Deploy NIM in a Kata Container#

  1. Create a file, llm-kata-sandbox.yaml, based on the sample manifest.

    Note

    This sample creates a NIM service in the nim-service namespace. Ensure the namespace exists and has image pull secrets configured before running the sample.

    # NIMService example: Kata VM sandbox (runtimeClassName: kata-qemu-nvidia-gpu); does *not* enable encryption
    ---
    apiVersion: apps.nvidia.com/v1alpha1
    kind: NIMService
    metadata:
      name: meta-llama-3-2-1b-instruct-kata-sandbox
      namespace: nim-service
    spec:
      image:
        repository: nvcr.io/nim/meta/llama-3.2-1b-instruct
        tag: "1.12.0"
        pullPolicy: IfNotPresent
        pullSecrets:
          - ngc-secret
      authSecret: ngc-api-secret
      storage:
        emptyDir:
          sizeLimit: 10Gi
      replicas: 1
      resources:
        limits:
          nvidia.com/pgpu: "1"
          cpu: "8"
          memory: "16Gi"
      expose:
        service:
          type: ClusterIP
          port: 8000
      runtimeClassName: kata-qemu-nvidia-gpu
      userID: 0
      groupID: 0
    

    The following fields are required to deploy in a Kata container:

    • Set spec.runtimeClassName to kata-qemu-nvidia-gpu. This is the Kata runtime class.

    • Set spec.userID to 0 and spec.groupID to 0.

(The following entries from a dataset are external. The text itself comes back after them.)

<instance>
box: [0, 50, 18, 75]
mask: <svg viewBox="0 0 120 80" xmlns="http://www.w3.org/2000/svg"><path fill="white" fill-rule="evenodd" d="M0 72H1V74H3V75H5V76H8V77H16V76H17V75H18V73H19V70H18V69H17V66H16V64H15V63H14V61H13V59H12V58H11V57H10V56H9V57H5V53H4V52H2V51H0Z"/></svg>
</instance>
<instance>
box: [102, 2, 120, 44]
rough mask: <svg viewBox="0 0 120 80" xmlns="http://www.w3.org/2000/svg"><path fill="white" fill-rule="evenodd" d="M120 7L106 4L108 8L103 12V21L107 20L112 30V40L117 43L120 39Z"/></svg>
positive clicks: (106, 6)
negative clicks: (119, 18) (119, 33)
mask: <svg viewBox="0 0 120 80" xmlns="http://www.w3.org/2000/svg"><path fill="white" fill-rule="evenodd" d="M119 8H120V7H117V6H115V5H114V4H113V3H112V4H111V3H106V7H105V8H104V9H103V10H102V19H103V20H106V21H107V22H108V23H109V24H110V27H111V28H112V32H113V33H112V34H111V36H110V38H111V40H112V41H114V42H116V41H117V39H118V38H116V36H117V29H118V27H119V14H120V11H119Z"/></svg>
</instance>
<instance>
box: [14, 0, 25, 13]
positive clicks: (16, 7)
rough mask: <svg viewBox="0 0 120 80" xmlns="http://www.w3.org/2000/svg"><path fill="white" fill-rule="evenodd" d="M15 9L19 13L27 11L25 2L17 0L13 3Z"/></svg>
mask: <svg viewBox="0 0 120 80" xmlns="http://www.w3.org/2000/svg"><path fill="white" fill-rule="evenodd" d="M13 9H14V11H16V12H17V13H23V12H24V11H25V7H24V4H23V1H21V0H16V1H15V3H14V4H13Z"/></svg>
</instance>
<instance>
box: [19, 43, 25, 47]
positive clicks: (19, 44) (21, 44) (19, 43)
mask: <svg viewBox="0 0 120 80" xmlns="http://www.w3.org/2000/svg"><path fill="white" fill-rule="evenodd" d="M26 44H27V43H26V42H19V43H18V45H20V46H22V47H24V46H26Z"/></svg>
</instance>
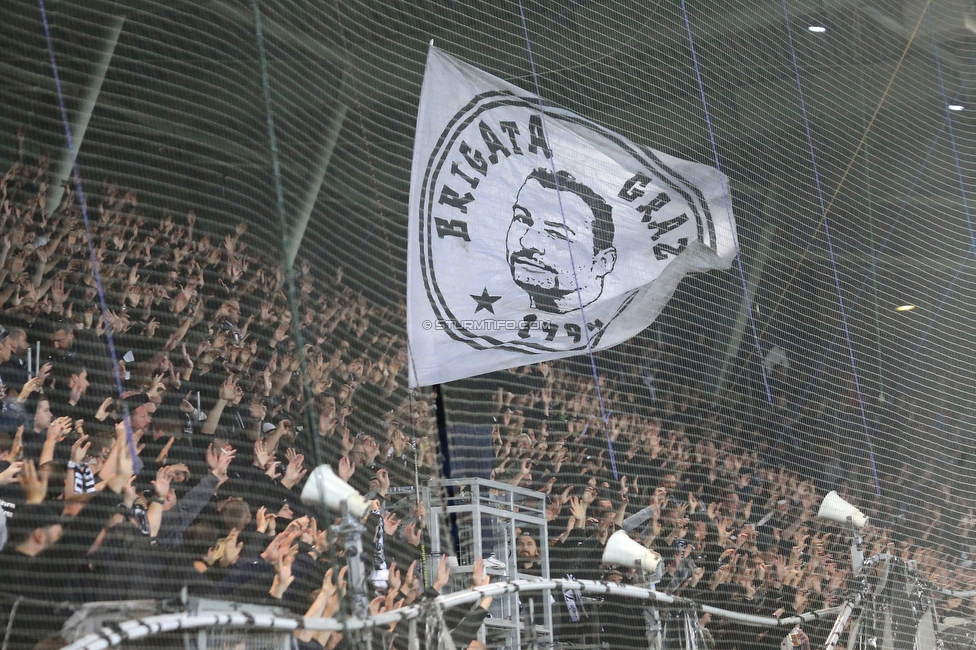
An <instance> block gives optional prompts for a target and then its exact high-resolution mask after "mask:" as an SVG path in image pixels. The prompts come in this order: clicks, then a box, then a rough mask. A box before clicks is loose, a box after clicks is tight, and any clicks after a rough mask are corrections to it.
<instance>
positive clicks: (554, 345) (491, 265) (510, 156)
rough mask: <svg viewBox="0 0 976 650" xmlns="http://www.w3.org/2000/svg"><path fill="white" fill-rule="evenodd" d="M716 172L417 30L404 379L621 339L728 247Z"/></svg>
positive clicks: (556, 358)
mask: <svg viewBox="0 0 976 650" xmlns="http://www.w3.org/2000/svg"><path fill="white" fill-rule="evenodd" d="M727 188H728V181H727V179H726V178H725V177H724V176H723V175H722V174H721V173H720V172H719V171H718V170H716V169H713V168H711V167H707V166H705V165H700V164H697V163H691V162H687V161H684V160H679V159H677V158H673V157H671V156H668V155H666V154H663V153H660V152H657V151H653V150H651V149H647V148H643V147H638V146H637V145H635V144H634V143H632V142H630V141H629V140H627V138H624V137H623V136H620V135H618V134H616V133H613V132H612V131H609V130H607V129H605V128H603V127H601V126H600V125H598V124H595V123H593V122H591V121H590V120H587V119H584V118H582V117H580V116H579V115H576V114H574V113H571V112H569V111H565V110H561V109H557V108H554V107H551V106H549V105H547V104H545V103H543V102H540V100H539V98H538V96H536V95H534V94H532V93H529V92H526V91H524V90H522V89H520V88H517V87H516V86H513V85H512V84H509V83H507V82H505V81H503V80H501V79H498V78H497V77H494V76H492V75H490V74H487V73H485V72H483V71H481V70H478V69H477V68H474V67H472V66H470V65H468V64H466V63H463V62H461V61H458V60H457V59H454V58H453V57H451V56H449V55H447V54H445V53H444V52H442V51H440V50H438V49H436V48H434V47H433V46H431V48H430V52H429V53H428V56H427V69H426V71H425V73H424V83H423V89H422V91H421V95H420V114H419V117H418V118H417V136H416V142H415V144H414V152H413V169H412V176H411V183H410V212H409V215H410V225H409V251H408V253H409V261H408V268H407V278H408V289H407V332H408V336H409V339H410V364H409V365H410V385H411V386H429V385H432V384H438V383H443V382H447V381H452V380H455V379H462V378H464V377H471V376H474V375H479V374H482V373H485V372H490V371H492V370H500V369H503V368H511V367H514V366H521V365H525V364H529V363H537V362H540V361H546V360H551V359H559V358H563V357H569V356H573V355H577V354H584V353H586V352H587V351H588V350H590V349H593V350H601V349H604V348H608V347H611V346H613V345H616V344H618V343H622V342H623V341H626V340H627V339H629V338H630V337H632V336H634V335H635V334H637V333H638V332H640V331H641V330H643V329H644V328H646V327H647V326H648V325H650V324H651V323H652V322H653V321H654V319H655V318H656V317H657V315H658V314H659V313H660V312H661V310H662V309H663V308H664V305H665V304H667V301H668V300H669V299H670V297H671V295H672V294H673V293H674V290H675V288H676V287H677V284H678V281H679V280H680V279H681V278H682V277H683V276H684V275H685V274H686V273H689V272H692V271H704V270H708V269H724V268H728V267H729V265H730V264H731V262H732V260H733V259H734V257H735V244H734V242H735V239H734V225H733V222H732V215H731V213H730V207H729V199H728V196H727Z"/></svg>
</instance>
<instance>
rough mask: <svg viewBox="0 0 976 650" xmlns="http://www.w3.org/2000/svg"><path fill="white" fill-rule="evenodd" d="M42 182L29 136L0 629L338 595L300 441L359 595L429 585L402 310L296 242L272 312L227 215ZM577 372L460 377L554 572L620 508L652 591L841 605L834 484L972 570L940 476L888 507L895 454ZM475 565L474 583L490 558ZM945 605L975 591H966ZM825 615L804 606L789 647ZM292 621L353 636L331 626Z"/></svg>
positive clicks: (330, 609)
mask: <svg viewBox="0 0 976 650" xmlns="http://www.w3.org/2000/svg"><path fill="white" fill-rule="evenodd" d="M49 178H50V174H49V170H48V161H46V160H44V159H43V158H42V159H40V160H38V161H35V162H33V163H28V162H23V161H22V162H18V163H17V164H15V165H13V166H12V167H11V168H10V169H9V170H8V171H7V172H6V174H5V176H4V177H3V179H2V181H0V200H2V204H0V232H2V243H0V246H2V248H0V305H2V313H0V324H2V325H3V330H2V332H0V336H2V337H3V340H2V342H0V379H2V382H3V391H4V396H3V399H2V413H0V506H2V508H3V510H4V513H3V514H4V515H5V517H0V522H2V523H3V524H4V526H3V527H0V542H2V546H3V550H2V552H0V611H2V619H0V620H3V621H4V622H5V623H7V622H8V621H9V639H8V641H7V643H8V646H7V647H9V648H10V649H11V650H25V649H29V648H33V647H35V645H36V644H38V643H39V642H41V641H42V640H44V639H45V638H46V637H48V636H50V635H56V633H57V631H58V630H59V628H60V626H61V625H62V624H63V623H64V621H65V620H66V619H67V618H68V616H69V615H70V613H71V611H72V610H73V608H74V606H76V605H78V604H80V603H83V602H88V601H97V600H116V599H137V598H155V599H175V598H178V597H179V596H180V593H181V591H182V590H183V589H186V592H187V593H188V595H190V596H207V597H213V598H221V599H232V600H244V601H249V602H256V603H262V604H272V605H280V606H283V607H286V608H288V609H289V610H291V611H292V612H294V613H296V614H303V615H308V616H321V617H329V616H332V615H335V614H336V613H337V612H338V611H339V607H340V603H342V602H343V598H344V597H345V592H346V591H347V588H348V585H347V584H346V575H345V574H346V571H345V569H344V568H342V567H343V566H344V562H343V560H342V557H341V553H340V550H341V549H339V548H337V544H336V543H335V541H336V540H334V539H332V537H331V533H330V532H329V531H328V527H329V525H331V524H332V523H333V522H332V521H328V520H325V519H324V518H323V515H322V513H321V512H318V511H315V510H310V509H308V508H306V507H305V506H303V505H302V503H301V502H300V499H299V495H300V493H301V489H302V487H303V484H304V479H305V476H306V474H307V472H308V471H309V470H310V469H311V465H313V464H314V463H313V462H312V459H314V458H322V459H324V461H325V462H328V463H330V464H331V465H332V466H333V468H334V469H335V471H336V472H337V473H338V475H339V476H340V477H341V478H343V479H344V480H346V481H348V482H349V483H350V484H351V485H352V486H353V487H355V488H356V489H358V490H359V491H360V492H361V493H363V494H364V495H366V496H367V498H368V499H375V501H376V503H375V508H374V509H372V512H371V513H370V514H369V515H367V517H366V520H365V524H366V526H367V533H366V534H365V535H364V544H365V545H366V548H367V551H366V553H365V554H364V555H365V557H366V558H367V559H368V561H369V562H371V563H372V564H373V567H372V568H373V569H374V570H375V573H373V578H374V579H373V580H372V581H371V589H372V590H374V591H375V593H373V594H372V595H371V598H372V601H371V603H370V610H371V612H374V613H375V612H379V611H385V610H388V609H391V608H397V607H402V606H404V605H408V604H412V603H414V602H417V601H418V600H420V599H422V598H424V597H429V596H430V595H432V594H433V593H434V592H437V591H440V590H442V589H444V588H445V586H446V585H447V584H448V575H449V572H450V569H449V567H448V564H447V561H446V558H442V561H441V563H440V565H439V566H438V567H436V568H433V567H432V568H431V569H432V570H430V571H428V570H427V568H426V567H423V566H422V555H423V548H424V547H425V546H426V545H429V539H427V532H426V528H427V527H426V523H427V517H429V516H432V513H428V512H426V511H425V510H424V508H423V506H422V505H421V504H420V503H419V502H418V500H417V499H416V496H415V493H414V492H413V491H412V488H413V487H414V486H415V484H416V483H417V482H418V481H419V482H424V481H426V479H428V478H429V477H431V476H436V475H437V474H438V471H439V460H438V455H437V439H438V434H437V419H436V413H435V408H434V399H433V397H432V396H431V395H429V394H424V393H420V392H416V391H408V390H407V388H406V383H407V381H406V372H407V367H406V363H407V351H406V346H405V342H404V341H403V340H402V338H401V337H399V336H397V335H396V334H392V333H391V332H393V331H401V332H402V331H403V327H402V313H401V310H399V308H398V307H396V306H390V307H385V308H380V307H377V306H375V305H372V304H370V302H369V301H368V300H367V299H366V298H364V297H363V296H360V295H358V294H357V293H356V292H354V291H353V290H352V289H350V288H348V287H347V286H346V284H344V282H343V278H342V274H341V272H340V273H339V274H337V275H336V277H333V278H331V279H330V280H329V281H328V282H326V281H321V280H318V279H315V278H313V274H312V272H311V269H309V267H308V265H307V264H306V265H303V266H302V268H301V269H300V273H298V274H297V275H296V277H295V278H294V284H295V286H296V288H297V298H298V302H299V304H300V308H299V312H298V313H299V315H298V316H297V318H298V319H299V321H300V322H299V323H297V324H296V323H292V320H291V319H292V313H293V312H292V310H291V308H290V302H289V296H288V282H287V281H286V280H287V278H285V277H284V276H283V272H282V270H281V267H280V265H279V263H278V261H277V260H276V259H272V258H270V257H265V256H264V255H265V253H264V251H261V250H260V247H258V246H249V242H248V236H249V233H248V232H247V227H246V225H245V224H243V223H241V224H239V225H237V226H236V227H232V228H231V230H230V232H222V231H221V230H220V224H213V223H207V224H204V223H203V220H201V221H200V222H198V221H197V219H196V216H195V215H194V213H193V212H192V211H191V212H189V213H187V214H185V215H179V216H174V215H165V216H162V217H155V216H154V217H149V216H146V215H147V214H148V213H149V212H151V211H150V210H145V211H144V208H142V207H140V204H139V201H138V200H137V197H136V196H135V195H134V193H132V192H128V191H125V190H123V189H120V188H118V187H115V186H107V187H105V188H103V189H102V190H101V191H100V194H99V195H97V196H95V195H92V196H89V197H88V207H89V211H90V215H89V216H90V223H91V237H90V238H89V235H88V234H86V227H85V223H84V221H83V219H82V213H81V211H80V209H79V208H78V207H77V201H76V198H77V197H74V196H73V195H72V194H71V192H70V191H69V192H68V193H67V194H66V196H65V198H64V200H63V201H62V202H61V204H60V205H59V206H50V205H47V203H46V198H47V194H48V191H49V189H50V188H49V186H48V183H49V182H50V181H49ZM96 261H97V262H98V270H99V271H100V273H99V274H96V273H95V268H94V263H95V262H96ZM101 296H104V300H105V306H104V309H103V307H102V305H101V303H100V299H101ZM391 323H392V325H391ZM110 335H111V336H110ZM113 359H118V361H117V362H114V361H113ZM672 368H675V366H672ZM598 381H599V390H598V386H597V384H596V382H594V380H593V376H592V374H591V373H590V372H589V370H588V369H586V370H585V371H579V370H577V369H576V366H575V365H574V363H573V362H571V361H568V362H558V363H549V364H537V365H534V366H529V367H525V368H519V369H514V370H512V371H506V372H500V373H494V374H492V375H489V376H487V377H484V378H481V379H479V382H482V383H481V384H479V385H485V384H484V382H489V384H490V385H491V386H492V388H493V389H494V390H495V393H494V401H493V406H492V408H491V409H490V412H485V413H480V414H479V415H478V417H479V418H481V419H482V420H483V421H484V422H486V423H488V424H487V426H486V433H487V430H488V429H490V430H491V442H492V455H493V458H494V463H493V468H492V472H491V476H492V478H494V479H495V480H498V481H502V482H506V483H509V484H512V485H517V486H521V487H527V488H531V489H533V490H537V491H539V492H542V493H543V494H544V495H545V498H546V513H547V519H548V521H549V528H548V530H549V540H550V548H549V549H548V553H549V557H550V558H551V566H552V571H551V574H552V576H553V577H563V576H573V577H575V578H579V579H584V578H585V579H596V580H603V579H605V580H613V581H618V582H631V581H634V580H636V579H637V577H636V576H635V574H634V572H633V571H629V570H626V569H621V568H619V567H606V566H601V564H600V557H601V555H602V550H603V546H604V544H605V543H606V540H607V539H608V537H609V536H610V535H611V534H612V533H613V532H614V531H616V530H618V529H624V530H626V531H628V532H629V533H630V534H631V536H632V537H633V538H634V539H637V540H639V541H640V542H642V543H643V544H644V545H646V546H648V547H650V548H653V549H654V550H656V551H657V552H658V553H660V554H661V555H662V557H663V558H664V571H663V575H662V576H661V577H660V580H659V582H658V585H657V587H658V589H661V590H664V591H666V592H668V593H672V594H677V595H680V596H683V597H686V598H689V599H692V600H695V601H697V602H703V603H708V604H713V605H716V606H720V607H723V608H726V609H733V610H736V611H740V612H745V613H759V614H765V615H770V616H789V615H792V614H795V613H803V612H808V611H812V610H816V609H819V608H823V607H828V606H831V605H834V604H838V603H840V602H841V600H842V598H843V595H844V593H845V589H847V586H848V579H849V578H850V577H851V575H850V573H851V571H850V559H849V550H848V542H849V540H848V539H847V537H846V535H845V534H844V532H843V531H841V530H840V529H839V528H838V527H836V526H834V525H831V524H829V523H826V522H822V521H819V520H817V519H816V518H815V513H816V511H817V508H818V504H819V501H820V499H821V498H822V497H823V495H824V494H825V492H826V491H827V490H829V489H836V490H838V491H839V492H840V493H841V495H842V496H843V497H844V498H846V499H848V500H849V501H851V502H853V503H855V504H857V505H858V506H859V507H861V508H862V509H863V510H864V511H865V512H866V513H867V514H869V515H870V516H871V517H872V524H871V525H870V526H869V527H868V528H867V530H866V531H865V532H866V535H865V543H866V549H865V550H866V554H871V553H876V552H880V551H882V550H889V551H891V552H894V553H896V554H898V555H899V556H900V557H902V558H904V559H906V560H912V561H914V562H916V563H917V564H918V567H919V570H920V571H921V572H922V573H923V575H924V576H925V577H926V578H927V579H929V580H931V581H933V582H935V583H938V584H941V585H944V586H948V587H954V588H958V587H972V586H974V585H976V573H974V572H973V571H972V570H971V568H970V564H969V563H968V556H961V555H960V553H961V550H964V549H968V548H969V546H970V545H971V543H972V541H971V539H970V538H971V537H972V527H973V525H974V524H976V518H974V517H973V515H972V512H968V513H963V512H960V508H958V507H955V506H954V504H955V503H956V502H955V501H954V495H953V494H951V493H949V491H948V490H946V491H944V492H943V491H941V490H934V491H933V492H932V493H931V495H929V496H930V497H931V501H932V504H931V507H928V508H905V507H902V502H903V499H901V497H900V496H899V495H903V494H905V493H907V492H908V491H909V490H908V488H909V487H911V486H909V485H908V482H909V481H910V473H909V472H908V471H907V468H904V469H903V470H902V471H898V472H891V473H887V474H885V473H883V474H882V476H881V477H880V480H879V483H878V488H879V489H875V485H874V483H873V479H872V478H871V476H870V473H869V472H867V471H865V467H864V466H862V465H858V464H853V463H849V464H845V465H844V466H841V465H838V464H837V463H836V462H833V463H832V462H828V459H830V457H831V454H829V453H824V450H823V449H814V448H811V449H808V450H800V451H797V450H794V451H793V452H792V453H790V454H785V453H783V452H782V449H781V448H780V447H777V446H776V445H775V444H774V442H775V436H774V435H770V434H769V433H768V432H765V428H764V427H763V426H759V425H757V424H756V423H755V421H754V420H748V419H746V418H739V417H737V416H736V414H735V413H731V414H728V413H722V414H719V413H717V412H715V411H714V410H713V409H712V407H711V406H710V405H708V404H707V403H706V402H705V400H704V399H703V396H702V393H701V391H700V390H698V389H697V388H696V387H695V386H694V384H693V383H692V382H689V381H686V380H684V379H682V376H681V372H680V367H678V368H677V369H674V370H672V371H671V372H669V373H663V374H662V375H661V376H659V381H658V382H657V384H656V385H655V386H653V387H651V386H644V387H641V384H640V379H639V378H638V377H637V371H636V370H634V371H633V372H630V371H627V372H625V371H617V372H616V373H604V374H603V375H602V376H601V377H600V379H599V380H598ZM786 383H788V382H786ZM767 417H768V418H769V419H770V420H773V419H775V417H776V414H775V413H771V414H768V415H767ZM492 421H493V424H492ZM767 426H768V427H770V428H772V425H768V424H767ZM810 440H811V442H810V443H809V444H811V445H815V444H816V438H815V437H811V438H810ZM608 441H609V444H608ZM814 459H820V460H822V461H823V462H822V463H821V464H817V461H815V460H814ZM878 492H880V495H879V494H878ZM539 542H540V540H539V538H538V534H537V531H529V530H525V531H520V537H519V539H518V562H519V565H520V567H521V569H522V570H524V571H525V572H529V573H531V572H533V571H536V570H537V569H538V565H539V559H540V554H541V552H542V549H540V548H539ZM476 564H477V566H476V568H475V570H474V571H473V574H472V575H473V578H472V581H473V583H474V584H476V585H478V584H484V583H485V582H487V581H488V580H489V578H490V576H489V575H488V574H489V573H492V572H493V571H494V572H496V573H497V571H495V570H493V569H491V566H489V568H488V570H485V568H484V562H483V561H482V560H481V559H477V560H476ZM490 564H491V562H490V561H489V565H490ZM490 604H491V603H490V599H484V600H483V601H482V602H480V603H478V604H477V605H476V606H475V607H474V608H473V609H472V610H470V611H468V612H465V614H464V616H463V618H461V619H460V620H457V619H452V620H451V626H452V629H453V633H452V634H453V638H454V640H455V642H456V643H457V644H458V645H459V646H462V647H463V646H465V645H467V644H468V643H472V644H473V645H472V647H474V646H475V645H477V644H476V642H473V641H472V639H474V636H475V634H476V631H477V629H478V627H479V625H480V623H481V621H482V620H483V619H484V618H485V616H487V615H488V610H489V608H490ZM941 606H942V608H943V610H946V611H957V612H959V613H961V614H965V615H974V614H976V599H974V600H973V601H972V602H966V603H963V602H961V601H960V600H959V599H947V600H945V601H944V602H942V603H941ZM554 608H555V610H556V611H557V620H558V626H557V629H556V633H557V636H558V637H559V638H561V639H563V640H574V641H577V642H578V641H580V640H581V639H586V638H589V637H593V638H594V639H595V638H596V637H597V636H602V637H603V638H604V639H605V640H607V639H612V640H611V647H614V648H618V647H619V648H628V647H632V648H641V647H647V641H646V636H645V631H646V626H647V625H651V624H652V623H645V618H644V616H643V613H642V612H641V609H640V607H638V606H635V605H633V604H631V603H627V602H623V601H615V602H613V603H609V602H608V603H604V604H603V605H597V604H595V603H592V602H584V601H583V600H575V601H574V598H573V597H572V596H567V598H566V599H564V600H563V601H557V603H556V605H555V606H554ZM702 622H703V624H704V625H705V627H706V629H707V630H708V634H709V636H710V637H711V640H712V642H713V643H714V644H715V646H716V647H718V648H728V649H732V648H740V649H744V648H761V647H769V648H774V647H779V646H780V643H781V641H782V639H783V635H784V634H783V632H782V631H779V632H769V631H764V630H761V629H758V628H747V627H742V626H738V625H735V624H733V623H730V622H729V621H727V620H721V619H717V618H716V619H711V620H709V617H708V616H706V617H704V618H703V620H702ZM824 625H826V626H827V627H829V625H830V620H827V621H826V622H820V623H817V624H814V625H813V626H811V627H809V628H808V629H807V633H809V636H810V641H811V642H812V643H814V644H816V643H817V642H822V640H823V637H824V635H825V634H826V629H825V628H824ZM404 628H405V625H400V626H396V627H394V628H393V629H392V630H383V631H382V632H377V641H378V642H379V643H381V644H382V645H380V646H378V647H388V646H390V645H392V646H394V647H406V641H407V639H406V630H405V629H404ZM600 628H602V629H600ZM614 635H616V636H615V637H614ZM299 641H300V643H301V644H302V645H303V646H305V647H308V648H318V647H325V648H335V647H347V646H349V640H348V639H345V638H343V635H342V634H340V633H337V632H335V633H310V632H302V633H300V638H299ZM46 643H51V642H50V640H48V641H46ZM57 645H59V643H57V642H54V644H53V645H49V646H47V647H57Z"/></svg>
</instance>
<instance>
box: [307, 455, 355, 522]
mask: <svg viewBox="0 0 976 650" xmlns="http://www.w3.org/2000/svg"><path fill="white" fill-rule="evenodd" d="M301 499H302V503H304V504H305V505H323V504H324V505H326V506H328V508H329V509H330V510H335V511H338V510H339V509H340V507H341V505H342V502H343V501H345V502H346V507H348V508H349V512H350V513H352V516H354V517H362V516H363V515H365V514H366V508H367V507H368V505H367V501H366V499H364V498H363V496H362V495H361V494H359V492H357V491H356V489H355V488H353V487H352V486H351V485H349V484H348V483H346V482H345V481H343V480H342V479H341V478H339V477H338V476H336V473H335V472H333V471H332V468H331V467H329V465H328V464H325V465H319V466H318V467H316V468H315V469H314V470H313V471H312V474H311V476H309V477H308V481H306V482H305V488H304V489H303V490H302V496H301Z"/></svg>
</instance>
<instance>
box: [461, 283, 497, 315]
mask: <svg viewBox="0 0 976 650" xmlns="http://www.w3.org/2000/svg"><path fill="white" fill-rule="evenodd" d="M468 295H469V296H471V297H472V298H474V300H475V302H477V303H478V306H477V307H476V308H475V310H474V313H476V314H477V313H478V312H479V311H481V310H482V309H487V310H488V311H490V312H491V313H492V314H494V313H495V308H494V307H492V305H493V304H495V302H496V301H498V300H501V298H502V297H501V296H489V295H488V287H485V288H484V289H483V290H482V292H481V295H480V296H476V295H475V294H473V293H470V294H468Z"/></svg>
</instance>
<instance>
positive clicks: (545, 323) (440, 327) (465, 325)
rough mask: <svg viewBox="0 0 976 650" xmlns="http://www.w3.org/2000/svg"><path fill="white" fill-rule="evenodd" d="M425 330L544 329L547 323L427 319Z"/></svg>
mask: <svg viewBox="0 0 976 650" xmlns="http://www.w3.org/2000/svg"><path fill="white" fill-rule="evenodd" d="M422 325H423V328H424V329H425V330H432V329H433V330H438V331H440V330H462V329H463V330H467V331H469V332H485V331H508V332H519V331H525V330H533V329H537V330H542V329H544V327H545V326H546V325H547V323H545V322H543V321H539V320H514V319H512V320H503V319H494V318H483V319H478V320H435V321H430V320H425V321H424V322H423V323H422Z"/></svg>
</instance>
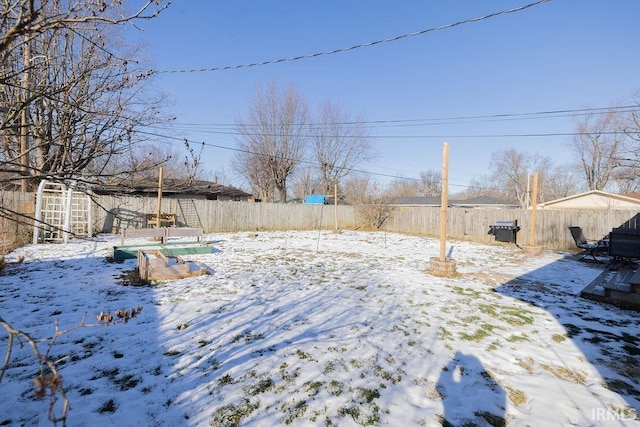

    • Use the spec.storage.emptyDir field to configure resource requirements for your NIM model.

  2. Apply the manifest:

    $ kubectl apply -f llm-kata-sandbox.yaml
    

Validate NIM Running in Kata Container#

Confirm the NIMService is running in a Kata container by checking the kernel version in the pod. This should differ from the kernel version running on the host where the pod is running.

  1. Retrieve the NIM pod name:

    $ POD=$(kubectl get pods -n nim-service -o name | grep meta-llama-3-2-1b-instruct-kata-sandbox | head -1 | cut -d/ -f2)
    
  2. Verify the pod is running inside a Kata environment:

    $ kubectl exec -it $POD -n nim-service -- uname -a
    

    Example output:

    Linux meta-llama-3-2-1b-instruct-kata-sandbox-5689f9bc67-ljnlf 6.18.12-nvidia-gpu #1 SMP Fri Feb 27 09:33:52 UTC 2026 x86_64 x86_64 x86_64 GNU/Linux
    

    Note that if you are using a non‑default Kata VM, the output will display the corresponding kernel.